Tra le cause indicate dal neuropsichiatra: accelerazione dei ritmi di vita, dei mutamenti sociali e tecnologici, e poi disagio economico e problemi sociali, relazionali interni alle famiglie. Dal mio punto di osservazione sul contesto aggiungerei: insufficienza di risorse nella sanità pubblica per bambini e ragazzi (diminuiscono gli operatori, aumentano intanto le prese in carico), carenza nella rilevazione e nell’intervento precoce.
Esempio concreto. Se gli psicologi e i neuropsichiatri deputati a lavorare con i bambini nel servizio pubblico sono insufficienti (in alcune realtà dell’Emilia Romagna, che pure ai servizi ci tiene, ogni 4 pensionamenti c’è 1 sola assunzione), riserveranno un intervento ad alta intensità ai casi gravissimi e manterranno un monitoraggio insufficiente su quelli che non lo sono – fino a che, non tutti e non sempre ma una parte sì, lo diventeranno, e avendo saltato la psicoterapia, i gruppi terapeutici ecc. arriveranno direttamente ai farmaci, o ai ricoveri in diagnosi e cura.

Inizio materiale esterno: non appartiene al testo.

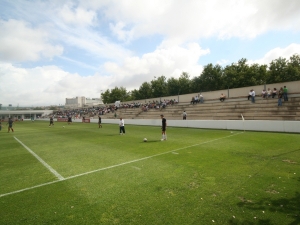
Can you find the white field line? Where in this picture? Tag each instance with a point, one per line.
(110, 167)
(60, 177)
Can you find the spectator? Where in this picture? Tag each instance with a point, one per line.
(285, 97)
(184, 114)
(280, 94)
(269, 93)
(193, 100)
(253, 96)
(222, 97)
(201, 98)
(122, 126)
(196, 99)
(249, 95)
(264, 94)
(274, 93)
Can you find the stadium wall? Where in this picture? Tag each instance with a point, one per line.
(249, 125)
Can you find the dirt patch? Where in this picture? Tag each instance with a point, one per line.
(289, 161)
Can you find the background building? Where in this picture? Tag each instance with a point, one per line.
(80, 102)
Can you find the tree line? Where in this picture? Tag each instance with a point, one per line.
(212, 78)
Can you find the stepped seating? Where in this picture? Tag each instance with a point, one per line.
(230, 109)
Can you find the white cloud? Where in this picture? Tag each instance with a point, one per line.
(275, 53)
(166, 60)
(19, 42)
(196, 19)
(77, 16)
(47, 85)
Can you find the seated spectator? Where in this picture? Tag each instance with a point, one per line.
(274, 93)
(269, 93)
(222, 97)
(250, 94)
(264, 94)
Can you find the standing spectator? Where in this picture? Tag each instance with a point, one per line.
(264, 94)
(201, 98)
(269, 93)
(122, 126)
(99, 122)
(193, 100)
(10, 124)
(196, 99)
(184, 114)
(274, 93)
(280, 93)
(163, 128)
(249, 95)
(253, 96)
(69, 119)
(285, 97)
(222, 97)
(51, 121)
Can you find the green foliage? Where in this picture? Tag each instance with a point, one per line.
(228, 178)
(213, 77)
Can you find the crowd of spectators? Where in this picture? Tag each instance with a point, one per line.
(102, 110)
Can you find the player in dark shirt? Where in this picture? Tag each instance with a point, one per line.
(163, 128)
(69, 119)
(10, 124)
(51, 121)
(99, 122)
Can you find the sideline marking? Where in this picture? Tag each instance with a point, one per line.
(110, 167)
(60, 177)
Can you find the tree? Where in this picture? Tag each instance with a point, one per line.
(173, 86)
(145, 91)
(184, 83)
(211, 78)
(159, 87)
(293, 68)
(278, 70)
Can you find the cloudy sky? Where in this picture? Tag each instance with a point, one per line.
(52, 50)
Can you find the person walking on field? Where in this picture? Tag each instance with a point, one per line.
(99, 122)
(184, 114)
(285, 97)
(122, 126)
(51, 121)
(163, 128)
(10, 124)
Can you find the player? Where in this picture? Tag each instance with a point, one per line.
(163, 128)
(10, 124)
(99, 122)
(122, 126)
(51, 121)
(69, 119)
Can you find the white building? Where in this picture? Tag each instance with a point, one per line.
(80, 102)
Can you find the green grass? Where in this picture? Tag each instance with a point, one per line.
(197, 176)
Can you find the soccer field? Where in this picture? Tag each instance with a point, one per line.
(81, 174)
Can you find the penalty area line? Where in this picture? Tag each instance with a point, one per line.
(60, 177)
(113, 166)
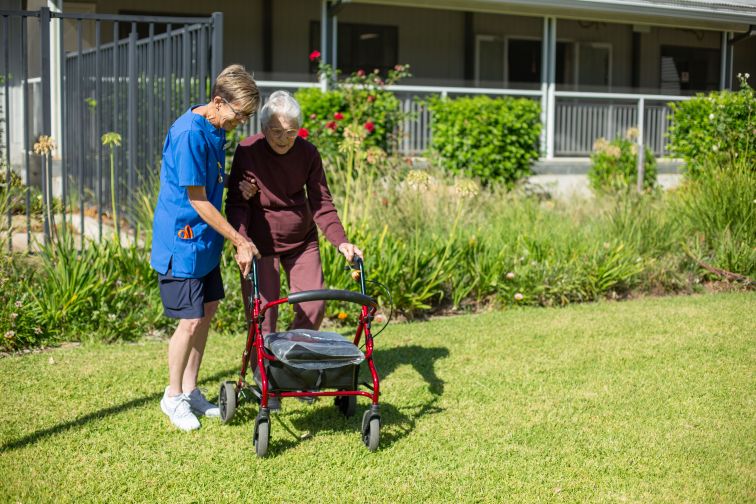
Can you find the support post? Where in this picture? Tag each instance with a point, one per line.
(641, 147)
(325, 38)
(551, 107)
(44, 29)
(544, 84)
(131, 126)
(724, 68)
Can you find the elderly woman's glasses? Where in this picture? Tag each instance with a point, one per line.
(241, 117)
(281, 133)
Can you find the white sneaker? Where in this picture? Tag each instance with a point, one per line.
(201, 406)
(177, 409)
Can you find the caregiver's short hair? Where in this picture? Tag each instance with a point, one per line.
(281, 104)
(235, 84)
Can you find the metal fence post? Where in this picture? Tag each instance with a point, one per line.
(216, 64)
(132, 120)
(641, 147)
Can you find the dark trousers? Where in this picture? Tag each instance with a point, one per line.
(304, 271)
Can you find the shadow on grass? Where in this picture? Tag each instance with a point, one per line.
(402, 419)
(103, 413)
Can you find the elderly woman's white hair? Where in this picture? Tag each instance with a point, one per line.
(281, 104)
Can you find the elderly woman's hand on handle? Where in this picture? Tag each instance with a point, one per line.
(349, 251)
(244, 253)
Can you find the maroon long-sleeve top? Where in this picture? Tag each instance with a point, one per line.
(293, 197)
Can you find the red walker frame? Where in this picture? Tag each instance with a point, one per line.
(255, 340)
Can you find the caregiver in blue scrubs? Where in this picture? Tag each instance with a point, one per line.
(188, 233)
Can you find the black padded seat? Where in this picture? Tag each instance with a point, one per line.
(305, 348)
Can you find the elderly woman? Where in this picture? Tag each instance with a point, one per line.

Altro esempio. Se bambini vivono con genitori gravemente trascuranti, o maltrattanti, o fortemente conflittuali, o tra loro violenti, e tutto questo non viene segnalato, oppure sì ma si fa l’impossibile per tenere unita la famiglia nonostante tutto, ci si troverà a compiere interventi in urgenza quando i figli, diventati nel frattempo adolescenti che fanno o si fanno del male, restituiscono con gli interessi tutto il disagio che hanno inghiottito durante l’infanzia.
Non a caso gli operatori delle comunità educative testimoniano una aumentata complessità del loro lavoro perché i ragazzi accolti sono sempre più problematici e richiedono interventi terapeutici oltre che educativi.
Non dimentichiamo, naturalmente, il 69% con il pollice verso, e qui fioriscono altre domande. Chissà se conoscevano quella ragazza anche fuori dalla rete, chissà se avevano capito che faceva sul serio.
Senza arrivare alle stragi, ci sono tanti modi per ferire. Se penso agli adolescenti che incontro non mi è difficile riconoscere la stessa superficialità. Si può dire “morte” come si spara dentro a un videogioco, come ci si scaglia nel web contro il nemico di turno, con lo stesso senso di impunità e di irrealtà almeno a primo acchito, finché non c’è un adulto che li stimoli a entrare in profondità. Ma sui social sono quasi sempre da soli.
Una ragazza vola dal terzo piano e me li immagino, quelli del 69%, a protestare: “chi, io?”. Senza pensare alla pena di morte, un po’ di allenamento a comprendere le proprie responsabilità gli farebbe bene di sicuro.
Poi forse non dovrei dirlo, nemmeno pensarlo, ma la ragazza non ha capito, la proporzione è raramente più favorevole: 3 su 10 che scelgono la vita sono già una buona compagnia.